5. Experiment Results

The target tracking is implemented in a particle filter framework. Several sequences from the OTB100 dataset have been chosen to evaluate the proposed tracking method. At the first frame, the target is initialized manually. Of course, the target can be initialized by a detector when the method is applied in real systems. After the target is initialized, a set of particles are sampled around the target. Whether each particle is considered as the target or not is based on the output of SVM scoring. In the next frame, the particles are sampled using the tracking result in the last frame as mean and a predefined covariance. The process is repeated frame by frame. The flowchart of the proposed tracking method is shown in Figure 1.

To test the performance of the proposed method, we compared the proposed method to several state-of-the-art trackers including TLD [36], CXT [1], Struck [37], L1APG [38], and MTT [39]. By quantitatively and qualitatively analyzing the experimental results, we demonstrate the outstanding performance of the proposed method.

Two frame based metrics widely used in tracking performance evaluation are center location error, which is defined as the Euclidean distance between the central location of the tracked target and the manually labeled ground-truthed position; bounding box overlap which is the ratio of the areas of the intersection and the union of the bounding box indicating the tracked subject and the ground-truthed bounding box. To measure the overall performance of a tracker on a test sequence, success rate and precision score are adopted. The former is computed as the percentage of image frames, which have a bounding box overlap larger than a given threshold. The latter is the percentage of image frames, which have a central position error less than a given threshold.
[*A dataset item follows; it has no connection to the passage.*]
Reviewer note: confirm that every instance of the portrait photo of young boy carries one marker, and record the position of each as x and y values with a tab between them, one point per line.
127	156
In each case, when multiple thresholds are used, a curve is drawn to show how success rates or precision scores are affected by different thresholds. These curves are, namely, success plot and precious plot, respectively. In practical evaluations, we average the curves of a tracker over all the sequences, which have the same challenge and show a curve for each challenge item rather than a test sequence. In addition, we use the area under curve (AUC) of the success plot to quantitatively measure the overall performance of a tracker on a challenge item.

5.1. Quantitative Comparison

The overall precision plots and success plots are shown in Figure 2, from which we can see that the proposed method outperforms other methods in terms of the overall precision plots and success plots.

5.2. Qualitative Comparison

To further show the superiority of the proposed method, we show several examples of tracking results on Figures 3 and 4. As we can see from Figure 3, the proposed tracker outperforms other trackers on several representative frames on two sequences. More tracking results are shown in Figure 4, from which we can see that the proposed tracker also achieves the best tracking performance.

6. Conclusion

In this paper, we propose to use compressed features to model the tracked target’s appearance and then use SVM to perform tracking. The experimental results indicate the proposed method outperforms several state-of-the-art methods. The advantages of the proposed method are twofold: It is good at handling scale changes of the target over time because the used features are obtained by multiscale wavelet transformation. The speed of the proposed method can achieve real-time because the dimensionality of the used features was reduced by compressed sensing techniques.

Data Availability

The data used to support the findings of this study are available from the corresponding author upon request.

Conflicts of Interest

The authors declare that there are no conflicts of interest regarding the publication of this paper.

Acknowledgments

The research is supported by Project of Shandong Province Higher Educational Science and Technology Program (no. J14LN64).